1. Introduction
These submissions by MISA Zimbabwe, which is a media freedom, freedom of expression and access to
information lobby and advocacy organisation, are made pursuant to the provisions of the Constitution of
Zimbabwe that requires consultation of citizens in respect of law making by the Parliament of Zimbabwe.

2. Background

Zimbabwe on 5 July 2019 gazetted the Freedom of Information Bill, (House Bill 6 of 2019) (hereinafter
Bill). This is part of government efforts to repeal the Access to Information and Protection of Privacy Act
(2001) (hereinafter AIPPA).
Introduction of a revised access to information law is consistent with global, regional practices, and furthers
the provisions of the 2013 Constitution of Zimbabwe. The Constitution provides under section 62
(1)-(4) for access to information.
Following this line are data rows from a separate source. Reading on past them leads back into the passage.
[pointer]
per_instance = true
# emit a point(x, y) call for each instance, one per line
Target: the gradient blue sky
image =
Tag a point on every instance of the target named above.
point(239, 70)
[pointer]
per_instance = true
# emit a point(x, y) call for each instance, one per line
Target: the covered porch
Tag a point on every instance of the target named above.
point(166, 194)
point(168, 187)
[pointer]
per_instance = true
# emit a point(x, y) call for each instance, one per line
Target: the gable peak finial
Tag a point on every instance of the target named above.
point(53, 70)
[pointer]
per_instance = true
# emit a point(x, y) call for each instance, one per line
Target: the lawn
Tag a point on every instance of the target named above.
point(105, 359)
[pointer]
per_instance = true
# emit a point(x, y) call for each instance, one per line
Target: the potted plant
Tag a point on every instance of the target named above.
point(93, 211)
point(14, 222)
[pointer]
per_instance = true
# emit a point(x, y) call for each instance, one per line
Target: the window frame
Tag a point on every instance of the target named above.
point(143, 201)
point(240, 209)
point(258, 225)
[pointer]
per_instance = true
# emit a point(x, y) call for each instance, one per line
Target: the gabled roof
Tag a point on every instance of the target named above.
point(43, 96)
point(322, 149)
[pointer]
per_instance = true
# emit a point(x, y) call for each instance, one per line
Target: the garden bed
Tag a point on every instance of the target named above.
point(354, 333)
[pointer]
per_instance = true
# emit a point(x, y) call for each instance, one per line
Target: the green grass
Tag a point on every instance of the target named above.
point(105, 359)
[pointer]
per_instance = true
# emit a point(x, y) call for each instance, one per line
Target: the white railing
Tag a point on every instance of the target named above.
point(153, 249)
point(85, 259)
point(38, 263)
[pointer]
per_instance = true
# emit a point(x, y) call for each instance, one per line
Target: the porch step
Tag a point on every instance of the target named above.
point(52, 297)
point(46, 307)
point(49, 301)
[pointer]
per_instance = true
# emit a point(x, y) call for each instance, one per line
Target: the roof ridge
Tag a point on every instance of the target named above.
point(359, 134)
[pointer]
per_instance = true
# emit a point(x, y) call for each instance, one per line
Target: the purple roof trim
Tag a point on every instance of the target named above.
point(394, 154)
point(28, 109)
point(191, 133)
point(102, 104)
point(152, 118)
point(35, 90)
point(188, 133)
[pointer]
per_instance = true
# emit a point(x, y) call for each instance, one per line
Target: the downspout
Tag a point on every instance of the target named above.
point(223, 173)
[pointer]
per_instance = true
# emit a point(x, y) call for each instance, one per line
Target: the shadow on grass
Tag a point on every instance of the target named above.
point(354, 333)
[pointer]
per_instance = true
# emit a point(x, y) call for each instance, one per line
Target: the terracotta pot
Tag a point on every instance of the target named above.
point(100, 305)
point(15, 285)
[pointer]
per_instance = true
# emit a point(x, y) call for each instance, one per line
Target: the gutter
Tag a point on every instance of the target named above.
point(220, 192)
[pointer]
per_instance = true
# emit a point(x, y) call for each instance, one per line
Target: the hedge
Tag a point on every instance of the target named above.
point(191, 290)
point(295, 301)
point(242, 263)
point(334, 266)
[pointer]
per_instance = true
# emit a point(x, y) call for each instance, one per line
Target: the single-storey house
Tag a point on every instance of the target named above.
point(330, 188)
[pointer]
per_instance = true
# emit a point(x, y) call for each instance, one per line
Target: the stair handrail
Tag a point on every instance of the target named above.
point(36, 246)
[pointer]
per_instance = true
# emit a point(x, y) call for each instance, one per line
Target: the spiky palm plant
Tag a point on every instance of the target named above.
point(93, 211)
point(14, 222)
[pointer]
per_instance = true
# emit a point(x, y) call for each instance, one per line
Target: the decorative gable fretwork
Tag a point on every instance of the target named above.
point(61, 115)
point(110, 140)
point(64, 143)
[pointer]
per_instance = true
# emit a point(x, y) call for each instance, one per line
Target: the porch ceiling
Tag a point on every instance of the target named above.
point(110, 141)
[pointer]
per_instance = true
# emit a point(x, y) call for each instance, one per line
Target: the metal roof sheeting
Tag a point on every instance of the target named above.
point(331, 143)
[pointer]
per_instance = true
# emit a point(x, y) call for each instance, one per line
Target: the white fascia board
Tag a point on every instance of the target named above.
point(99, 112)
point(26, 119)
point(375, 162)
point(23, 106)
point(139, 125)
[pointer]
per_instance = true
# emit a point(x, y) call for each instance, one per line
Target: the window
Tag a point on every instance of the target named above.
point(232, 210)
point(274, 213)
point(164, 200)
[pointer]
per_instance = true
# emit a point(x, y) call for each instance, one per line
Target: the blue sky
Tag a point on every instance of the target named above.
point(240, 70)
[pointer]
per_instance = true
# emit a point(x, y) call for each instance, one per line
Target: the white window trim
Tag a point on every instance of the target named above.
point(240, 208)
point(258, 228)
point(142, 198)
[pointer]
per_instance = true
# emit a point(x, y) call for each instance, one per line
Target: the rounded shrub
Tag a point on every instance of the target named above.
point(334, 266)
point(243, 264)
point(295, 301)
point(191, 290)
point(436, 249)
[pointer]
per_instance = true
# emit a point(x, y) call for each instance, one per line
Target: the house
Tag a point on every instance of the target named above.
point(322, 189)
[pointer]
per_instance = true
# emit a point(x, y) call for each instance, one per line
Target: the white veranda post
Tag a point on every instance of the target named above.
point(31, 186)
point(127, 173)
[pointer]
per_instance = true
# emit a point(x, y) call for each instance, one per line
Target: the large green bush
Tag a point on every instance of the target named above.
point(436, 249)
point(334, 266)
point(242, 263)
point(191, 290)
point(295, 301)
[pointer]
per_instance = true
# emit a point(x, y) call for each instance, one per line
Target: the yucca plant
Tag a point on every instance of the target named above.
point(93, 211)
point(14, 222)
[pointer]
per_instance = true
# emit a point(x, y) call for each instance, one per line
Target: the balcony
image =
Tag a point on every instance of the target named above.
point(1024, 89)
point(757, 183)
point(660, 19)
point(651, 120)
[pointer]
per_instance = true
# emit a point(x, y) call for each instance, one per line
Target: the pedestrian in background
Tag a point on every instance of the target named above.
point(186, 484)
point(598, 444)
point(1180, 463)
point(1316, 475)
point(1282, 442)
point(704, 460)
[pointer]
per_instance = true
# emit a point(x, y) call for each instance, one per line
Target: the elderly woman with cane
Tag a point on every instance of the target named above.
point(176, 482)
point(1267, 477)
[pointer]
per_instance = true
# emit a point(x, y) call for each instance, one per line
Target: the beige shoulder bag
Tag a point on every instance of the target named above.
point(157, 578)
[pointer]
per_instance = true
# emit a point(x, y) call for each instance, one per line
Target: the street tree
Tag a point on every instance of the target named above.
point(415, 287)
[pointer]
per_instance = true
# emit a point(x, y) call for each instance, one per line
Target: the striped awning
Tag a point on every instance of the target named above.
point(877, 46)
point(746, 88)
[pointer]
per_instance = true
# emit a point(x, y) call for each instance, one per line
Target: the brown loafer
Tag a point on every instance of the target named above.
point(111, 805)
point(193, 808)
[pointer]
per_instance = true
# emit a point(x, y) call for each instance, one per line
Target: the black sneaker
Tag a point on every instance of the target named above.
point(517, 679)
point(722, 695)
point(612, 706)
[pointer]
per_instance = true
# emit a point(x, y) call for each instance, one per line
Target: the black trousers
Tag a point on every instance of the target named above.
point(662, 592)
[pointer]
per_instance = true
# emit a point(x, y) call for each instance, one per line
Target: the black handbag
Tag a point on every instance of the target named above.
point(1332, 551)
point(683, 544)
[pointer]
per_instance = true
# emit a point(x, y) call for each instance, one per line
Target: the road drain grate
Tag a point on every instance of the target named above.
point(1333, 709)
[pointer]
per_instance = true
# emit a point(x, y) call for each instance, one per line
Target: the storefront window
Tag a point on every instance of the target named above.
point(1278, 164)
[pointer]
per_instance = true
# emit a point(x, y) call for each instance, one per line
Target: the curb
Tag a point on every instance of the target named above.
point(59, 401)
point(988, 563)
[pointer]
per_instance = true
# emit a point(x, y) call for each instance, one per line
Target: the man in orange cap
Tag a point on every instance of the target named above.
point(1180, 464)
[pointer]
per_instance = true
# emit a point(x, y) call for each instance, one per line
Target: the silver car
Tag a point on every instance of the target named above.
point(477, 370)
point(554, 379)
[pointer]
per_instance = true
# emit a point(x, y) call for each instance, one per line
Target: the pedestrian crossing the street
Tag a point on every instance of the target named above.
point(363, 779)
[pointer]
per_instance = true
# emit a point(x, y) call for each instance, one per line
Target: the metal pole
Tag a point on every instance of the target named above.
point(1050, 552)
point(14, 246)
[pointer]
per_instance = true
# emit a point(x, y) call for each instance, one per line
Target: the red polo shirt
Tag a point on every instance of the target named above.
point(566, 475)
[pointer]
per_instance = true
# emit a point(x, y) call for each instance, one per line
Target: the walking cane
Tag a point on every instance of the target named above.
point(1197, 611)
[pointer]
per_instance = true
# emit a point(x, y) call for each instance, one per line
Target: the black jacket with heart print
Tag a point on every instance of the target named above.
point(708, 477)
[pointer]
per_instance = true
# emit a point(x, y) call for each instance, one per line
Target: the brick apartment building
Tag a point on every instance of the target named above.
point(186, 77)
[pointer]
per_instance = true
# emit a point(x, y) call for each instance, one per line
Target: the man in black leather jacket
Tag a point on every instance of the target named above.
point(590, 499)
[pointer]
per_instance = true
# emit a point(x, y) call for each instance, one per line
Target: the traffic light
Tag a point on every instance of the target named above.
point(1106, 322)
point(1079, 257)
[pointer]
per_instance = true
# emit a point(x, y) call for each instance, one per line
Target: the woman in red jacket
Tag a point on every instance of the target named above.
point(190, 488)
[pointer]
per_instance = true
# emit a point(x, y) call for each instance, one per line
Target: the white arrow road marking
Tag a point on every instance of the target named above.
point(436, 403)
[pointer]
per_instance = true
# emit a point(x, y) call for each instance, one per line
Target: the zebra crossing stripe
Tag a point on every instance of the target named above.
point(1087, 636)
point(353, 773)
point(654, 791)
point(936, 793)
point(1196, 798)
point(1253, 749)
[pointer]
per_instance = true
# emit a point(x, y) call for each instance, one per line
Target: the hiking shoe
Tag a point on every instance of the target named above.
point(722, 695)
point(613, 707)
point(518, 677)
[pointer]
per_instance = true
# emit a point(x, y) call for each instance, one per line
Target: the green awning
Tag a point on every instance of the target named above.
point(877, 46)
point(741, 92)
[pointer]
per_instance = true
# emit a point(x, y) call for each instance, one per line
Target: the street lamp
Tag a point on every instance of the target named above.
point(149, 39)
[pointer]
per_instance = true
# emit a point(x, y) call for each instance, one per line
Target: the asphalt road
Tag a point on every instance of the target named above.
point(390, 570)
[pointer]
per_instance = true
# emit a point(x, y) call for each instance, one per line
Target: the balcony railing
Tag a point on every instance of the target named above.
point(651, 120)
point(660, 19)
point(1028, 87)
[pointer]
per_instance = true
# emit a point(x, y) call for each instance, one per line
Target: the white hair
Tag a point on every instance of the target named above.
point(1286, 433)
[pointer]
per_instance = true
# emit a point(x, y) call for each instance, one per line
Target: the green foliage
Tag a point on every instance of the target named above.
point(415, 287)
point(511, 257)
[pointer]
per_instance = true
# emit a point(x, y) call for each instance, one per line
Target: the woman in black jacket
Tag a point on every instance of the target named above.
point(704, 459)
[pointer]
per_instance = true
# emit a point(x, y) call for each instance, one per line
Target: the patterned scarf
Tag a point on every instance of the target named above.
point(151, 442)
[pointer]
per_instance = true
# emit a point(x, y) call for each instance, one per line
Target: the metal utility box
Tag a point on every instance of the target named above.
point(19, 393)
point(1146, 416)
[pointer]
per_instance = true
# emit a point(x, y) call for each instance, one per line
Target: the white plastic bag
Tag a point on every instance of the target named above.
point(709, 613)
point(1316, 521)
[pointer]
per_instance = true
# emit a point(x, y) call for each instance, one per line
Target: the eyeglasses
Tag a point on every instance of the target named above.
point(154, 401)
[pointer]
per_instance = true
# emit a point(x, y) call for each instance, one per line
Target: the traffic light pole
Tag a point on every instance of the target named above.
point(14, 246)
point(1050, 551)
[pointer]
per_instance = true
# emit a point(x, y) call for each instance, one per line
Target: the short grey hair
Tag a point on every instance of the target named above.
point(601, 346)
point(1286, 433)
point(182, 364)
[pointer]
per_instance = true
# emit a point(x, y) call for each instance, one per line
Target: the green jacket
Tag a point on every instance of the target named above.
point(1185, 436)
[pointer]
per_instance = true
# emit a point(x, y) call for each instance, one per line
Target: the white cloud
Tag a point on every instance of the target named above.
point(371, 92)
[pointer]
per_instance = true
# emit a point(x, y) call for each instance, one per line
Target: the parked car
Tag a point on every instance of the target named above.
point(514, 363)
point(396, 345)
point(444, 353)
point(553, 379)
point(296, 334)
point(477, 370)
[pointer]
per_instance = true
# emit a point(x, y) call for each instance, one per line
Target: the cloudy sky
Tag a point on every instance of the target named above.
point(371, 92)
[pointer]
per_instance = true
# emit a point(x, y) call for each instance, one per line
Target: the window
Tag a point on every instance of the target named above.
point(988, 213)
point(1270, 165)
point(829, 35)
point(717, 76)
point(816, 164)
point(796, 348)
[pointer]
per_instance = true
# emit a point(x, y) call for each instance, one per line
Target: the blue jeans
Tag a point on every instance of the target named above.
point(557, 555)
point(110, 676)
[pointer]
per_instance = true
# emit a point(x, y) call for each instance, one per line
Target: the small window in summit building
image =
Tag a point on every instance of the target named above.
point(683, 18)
The section provides as follows:
(1) Every Zimbabwean citizen or permanent resident, including juristic persons and the Zimbabwean media,
has the right of access to any information held by the State or by any institution or agency of government at
every level, in so far as the information is required in the interests of public accountability. (2) Every person,
including the Zimbabwean media, has the right of access to any information held by any person, including
the State, in so far as the information is required for the exercise or protection of a right. (3) Every person
has a right to the correction of information, or the deletion of untrue, erroneous or misleading information,
which is held by the State or any institution or agency of the government at any level, and which relates to
that person.
(4) Legislation must be enacted to give effect to this right but may restrict access to information in the interests
of defence, public security or professional confidentiality, to the extent that the restriction is fair, reasonable,
necessary and justifiable in a democratic society based on openness, justice, human dignity, equality and

The gazetted Bill was developed pursuant to these provisions but more specifically as it relates to Section
62 (4), which mandates the State to come up with subsidiary legislation to give effect to the right. It has
been accepted and established as both practice and precedent in law, that enjoyment of freedom of
expression, freedom of the media and right to receive or impart ideas and communication, or right to
participate in the affairs of one’s country cannot be enjoyed or fully exercised without the access to
information right. Further, Section 194 of the Constitution mandates the provision of timely, accessible,
and accurate information to members of the public.